One of the reasons that the profitability of corporate practices has been lower has to be due to the income proportions taken by associates. I have no issue personally with what associates earn, but the days of 50% are long gone in this new world, and probably 35% is more realistic for the future. Many law firms expect their fee earners to generate at least 3 to 4 times their salary in order to justify their continued employment. Only in this way will the corporates become as profitable as they need to be to survive long term, and they know this. Coupled with an increased difficulty in earning the udas if the new contract is like the prototypes, with quality frameworks and increased access, then a downward pressure on the highest cost base that can be influenced is certain. In any dental business of a certain size with associates, then I would be pretty sure that the highest 2 costs will be associate wages and staff wages. Only by controlling this aspect, and in an even harsher manner than previously, will the profitability that is needed for continued business survival start to be produced. How fast this will then follow in the smaller practices which have proportionally higher cost bases due to the lack of bulk buying powers is an academic argument.
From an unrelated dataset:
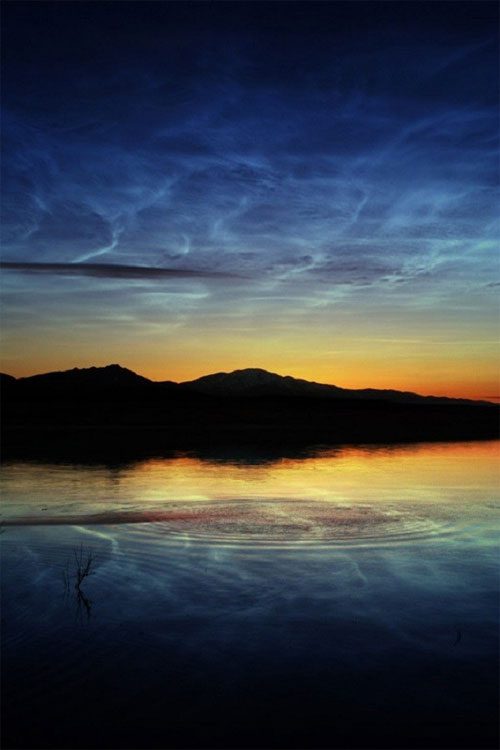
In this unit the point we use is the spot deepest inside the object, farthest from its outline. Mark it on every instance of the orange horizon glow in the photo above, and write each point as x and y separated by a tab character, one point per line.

To finally top this, the BDA released a press release in the last week indicating just how poor the morale is within the profession. Although this has been known by the profession since at least the time Sheffield United last won a football trophy, they have now decided to let the public know the blindingly obvious. Once again the BDA's public condemnation of a system has been about as vocal as a mute mouse with a sore throat. It should be front page news that half of the UK's NHS dentists are thinking of leaving the NHS, but I haven't seen it in the papers today, but if it does appear it will be spun against us. I was informed (as I was writing this piece) that the BDA are now threatening legal action against NHS England for the patient charge revenue deductions made due to their interpretation of the 2 month rule. But will they get the spin right when they tell the public? Or will the Daily Mail run the 'Greedy Dentists Sue Cash Strapped NHS for more money' headlines because we haven't got a good PR image? At least the BDA are starting to do something positive, but the message has to be managed to our benefit.
So it remains to actually be seen just what might happen in the brave new world of NHS dentistry. Is morale going to improve, or will the DoH continue the beating of the profession until it does? Will there be more time for the quality that our profession is expected to provide? Will there be the correct funding for a First World service?
Sadly, I think we all know the answers to those questions if we are honest with ourselves.